The development will include a Crowne Plaza hotel/conference center, first-floor retail with townhomes above, 280 luxury apartments, a senior living facility and an office building.

Restaurants and shops that ring the stadium will have entrances inside and outside, so they can serve people walking by as well as those attending a game. The apartments will have views into the stadium, and there will be a craft brewery next to right field.

It’s designed to appeal to millennials, who prefer to live close to where they work and play, choosing to walk or cycle rather than drive.
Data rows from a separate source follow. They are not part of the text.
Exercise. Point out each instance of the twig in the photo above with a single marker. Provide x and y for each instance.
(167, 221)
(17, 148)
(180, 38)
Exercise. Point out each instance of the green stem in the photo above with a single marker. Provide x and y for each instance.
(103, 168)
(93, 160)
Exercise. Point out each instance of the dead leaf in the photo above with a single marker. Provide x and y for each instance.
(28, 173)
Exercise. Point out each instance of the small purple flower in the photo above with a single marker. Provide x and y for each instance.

Linking the Greeneway to Riverside Village and further into downtown has been a hot topic for a couple of years and has the support of North Augusta Forward, among others.
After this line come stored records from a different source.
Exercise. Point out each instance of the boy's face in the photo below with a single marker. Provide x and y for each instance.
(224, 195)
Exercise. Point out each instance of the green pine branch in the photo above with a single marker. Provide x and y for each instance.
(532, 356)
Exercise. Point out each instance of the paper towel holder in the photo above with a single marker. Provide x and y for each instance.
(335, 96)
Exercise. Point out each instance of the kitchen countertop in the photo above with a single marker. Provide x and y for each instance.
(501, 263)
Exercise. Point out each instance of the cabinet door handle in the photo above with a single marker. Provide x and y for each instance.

Riverside Village will draw about $150 million in private investment in addition to the city’s $70 million commitment, Pettit said.

In December 2013, about a year after it was announced, Stephen Donohue, who lives in the River Club neighborhood on the South Carolina bank of the Savannah River, sued the city, claiming the development area did not qualify legally as a Tax Increment Financing District. He also said the city council violated the state’s Freedom of Information Act by holding executive sessions without making it clear that council members were discussing Project Jackson.
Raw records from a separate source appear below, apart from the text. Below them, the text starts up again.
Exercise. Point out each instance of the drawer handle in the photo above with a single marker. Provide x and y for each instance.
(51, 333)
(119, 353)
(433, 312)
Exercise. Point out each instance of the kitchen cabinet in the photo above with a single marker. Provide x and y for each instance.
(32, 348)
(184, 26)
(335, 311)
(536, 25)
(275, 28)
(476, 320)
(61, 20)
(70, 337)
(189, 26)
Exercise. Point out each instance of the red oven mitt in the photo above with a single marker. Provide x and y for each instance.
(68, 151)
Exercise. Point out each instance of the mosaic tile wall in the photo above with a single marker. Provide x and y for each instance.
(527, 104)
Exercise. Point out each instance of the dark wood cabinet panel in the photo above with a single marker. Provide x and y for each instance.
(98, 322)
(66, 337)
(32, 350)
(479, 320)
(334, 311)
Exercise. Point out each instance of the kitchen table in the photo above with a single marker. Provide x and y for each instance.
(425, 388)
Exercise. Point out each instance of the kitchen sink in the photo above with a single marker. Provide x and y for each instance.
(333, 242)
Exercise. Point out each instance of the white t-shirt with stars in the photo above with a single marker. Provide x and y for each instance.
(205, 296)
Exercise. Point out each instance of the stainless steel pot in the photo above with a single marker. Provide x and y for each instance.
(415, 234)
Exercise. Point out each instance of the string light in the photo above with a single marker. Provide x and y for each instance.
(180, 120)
In June 2015, the state Supreme Court ruled 5-0 that the city council had acted properly in its use of the TIF, which harvests the difference between current home values in the TIF District and those frozen at 1996 levels. Aiken County and the school board agreed that the city could use those incremental revenues to help pay for Project Jackson.

“This transfer of taxes to a corporate developer constitutes crony capitalism at its worst, which will significantly degrade the quality of life of all those who chose to invest their hard-earned money in riverside neighborhoods,” Donahue told The Augusta Chronicle when the ruling came down.

The high court faulted the city, however, for not being specific enough in its motions to close public meetings to discuss the project, and ordered it to pay some of his legal bills. After negotiation, the city paid $14,000 of Donohue’s bills, which he said totaled $40,000. Glover has said the city spent about $250,000 to defend against Donohue’s suit.

Donohue did not respond to messages seeking comment for this story.

In 2016, a group of residents sought to have a Ballpark Village referendum included on the ballot for city elections. City leaders opposed it because all the officials on the ballot were Republicans, and their races would be decided in a primary, not a general election. Therefore, only Republicans would be likely to vote on the referendum, excluding others.

An effort was made to have the Aiken County Republican Party impose the issue on North Augusta, but the state party’s general counsel gave the opinion that the county didn’t have the authority to do that. The county GOP backed off, and the ballot effort died.

After the city council gave final approval to the Master Development Agreement in January 2017, the way was cleared for work to begin.

Even so, city council meetings since have often been forums for opponents to criticize and question city officials’ decisions and the project’s progress.

But Jones, the former mayor, in a letter to the editor published today in The Chronicle, says he thinks many opponents have become proponents as the stadium has risen before their eyes.

“Everything to date points to the success of the project, just as those who favored envisioned,” Jones wrote.

Glover said even the staunchest opponents should take pride in what has been accomplished and what’s to come.

“The end product is worth it. The stadium is an incredible venue. The vision is a great one, great for our city. Not everybody agreed with that, but I really see people coming together now. And once people see it, they’re going to be proud of it. … Most people don’t like to see the sausage being made, but they like to eat the sausage,” Glover said.